The beacon was registered to a foreign government agency and marked with a country code from Ireland, according to a preliminary report the agency released late last week. That apparently outdated information may have complicated search efforts in the immediate aftermath of the May 12 crash.
There is no indication in the report that the beacon's registration issues played any role in the crash itself.
It's also not clear that the registration on the plane changed the course of this particular rescue, given poor weather conditions at the time.
Anchorage resident Brett Andrews, 31, was flying the single-engine plane from Merrill Field to Valdez, where he planned to keep it for the summer, relatives told authorities.
The Piper PA-28-180 crashed on a steep, snowy mountain at 2,000 feet about a mile south-southeast of Whittier, according the NTSB report by lead investigator Noreen Price.
Andrews left Merrill just before 9 a.m. that Saturday and flew south over Turnagain Arm, where he radioed a location at Bird Creek point at 9:16 a.m., Price wrote. No further radio traffic was received.
The Rescue Coordination Center picked up the signal from an emergency locator transmitter at 9:40 a.m., the report states. But the transmitter was not registered to the airplane owner and there were no overdue airplane reports in Alaska.
Instead, the registered owner on file for the transmitter was an overseas government agency, Price said Thursday. The unit was marked with a country code from Ireland.
The Artex 406-megahertz ELT the plane carried is designed to instantly transmit a signal to search and rescue satellites, alerting rescuers within minutes of a crash location and to whom the transmitter is registered, the report says.

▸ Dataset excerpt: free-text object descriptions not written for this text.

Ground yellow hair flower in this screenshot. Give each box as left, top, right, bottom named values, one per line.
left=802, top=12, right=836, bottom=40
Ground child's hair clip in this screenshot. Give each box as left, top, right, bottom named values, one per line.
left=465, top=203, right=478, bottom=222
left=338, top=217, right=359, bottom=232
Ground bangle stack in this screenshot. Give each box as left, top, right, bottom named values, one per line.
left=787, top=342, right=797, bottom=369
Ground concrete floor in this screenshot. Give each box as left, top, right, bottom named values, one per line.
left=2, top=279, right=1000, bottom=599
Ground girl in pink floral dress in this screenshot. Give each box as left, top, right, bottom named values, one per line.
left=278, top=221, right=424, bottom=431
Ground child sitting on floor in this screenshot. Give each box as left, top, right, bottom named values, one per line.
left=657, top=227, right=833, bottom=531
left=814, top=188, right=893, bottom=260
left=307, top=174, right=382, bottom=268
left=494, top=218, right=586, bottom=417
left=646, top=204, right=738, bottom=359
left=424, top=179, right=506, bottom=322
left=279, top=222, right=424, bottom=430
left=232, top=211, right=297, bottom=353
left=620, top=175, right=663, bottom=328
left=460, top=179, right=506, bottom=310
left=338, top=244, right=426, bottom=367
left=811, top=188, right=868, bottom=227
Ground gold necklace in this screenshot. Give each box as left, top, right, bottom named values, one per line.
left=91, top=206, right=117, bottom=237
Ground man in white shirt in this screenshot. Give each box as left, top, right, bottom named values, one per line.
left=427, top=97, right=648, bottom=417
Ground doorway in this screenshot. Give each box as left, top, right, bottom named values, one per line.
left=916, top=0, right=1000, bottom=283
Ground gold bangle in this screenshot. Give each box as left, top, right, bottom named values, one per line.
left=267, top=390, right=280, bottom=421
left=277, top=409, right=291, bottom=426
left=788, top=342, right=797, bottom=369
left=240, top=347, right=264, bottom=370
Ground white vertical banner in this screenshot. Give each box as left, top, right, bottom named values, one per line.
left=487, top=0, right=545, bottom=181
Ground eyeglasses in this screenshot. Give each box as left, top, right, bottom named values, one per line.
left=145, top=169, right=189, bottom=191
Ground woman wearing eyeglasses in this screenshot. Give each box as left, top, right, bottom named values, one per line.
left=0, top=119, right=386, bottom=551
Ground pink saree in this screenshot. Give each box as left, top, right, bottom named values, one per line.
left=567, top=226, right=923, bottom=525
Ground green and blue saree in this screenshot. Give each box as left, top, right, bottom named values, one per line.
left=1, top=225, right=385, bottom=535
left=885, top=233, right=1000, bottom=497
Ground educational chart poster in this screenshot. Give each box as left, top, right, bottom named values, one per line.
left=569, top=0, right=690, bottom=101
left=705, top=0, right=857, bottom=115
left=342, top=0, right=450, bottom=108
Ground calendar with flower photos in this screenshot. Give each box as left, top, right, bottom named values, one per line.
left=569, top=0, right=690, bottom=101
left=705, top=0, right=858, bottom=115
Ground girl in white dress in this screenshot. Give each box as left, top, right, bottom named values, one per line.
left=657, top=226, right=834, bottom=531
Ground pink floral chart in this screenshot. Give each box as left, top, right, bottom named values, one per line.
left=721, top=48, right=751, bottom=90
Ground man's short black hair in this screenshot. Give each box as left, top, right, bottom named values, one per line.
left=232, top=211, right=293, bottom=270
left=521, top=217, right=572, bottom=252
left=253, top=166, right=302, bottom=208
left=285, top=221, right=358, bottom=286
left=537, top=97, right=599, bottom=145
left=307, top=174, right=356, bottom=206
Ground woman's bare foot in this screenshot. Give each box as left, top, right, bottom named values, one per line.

Once the rescue center picks up an emergency signal, staffers start trying to contact the registered owner to confirm an accident has occurred. They make other contacts, too, including the Federal Aviation Administration or other pilots in the area.
Federal law requires the transmitters be registered with the National Oceanic and Atmospheric Administration when a plane or transmitter changes ownership and every two years after that.
"It's very, very important to make sure your ELTs are registered properly or there may be a delay in the search-and-rescue effort," Price said.
A representative of the Alaska Air National Guard, which oversees the Rescue Coordination Center, didn't immediately return requests for comment Thursday about what, if any, role the mix up played in the search.
The center coordinated a ground and air search with the Civil Air Patrol throughout the day after the emergency signal came in, but weather at the accident site didn't allow them to get to the location in the mountains.
A concerned family member reported an overdue airplane to the Kenai Flight Service Station that afternoon, according to the report. The FAA issued an alert at 3:15 p.m. and the rescue center requested the launch of an Alaska Air National Guard HH-60 Pave Hawk helicopter and a U.S. Coast Guard MH-60T Jayhawk helicopter from Cordova.
The Jayhawk crew found the wreckage at about 9 p.m. that day, the report says. A pararescueman lowered from the Pave Hawk confirmed that Andrews did not survive the crash. Alaska State Troopers, with the Alaska Mountain Rescue Group and a troopers helicopter, recovered his body the next day.
The cause of the crash has yet to be determined.
The terrain between Anchorage and Valdez includes remote inland fjords, coastal waterways and steep mountains, which require flying through numerous high passes, the report says. FAA aviation weather cameras that morning at Whittier and Portage Glacier showed low cloud ceilings "with obscured mountain tops" near the crash site.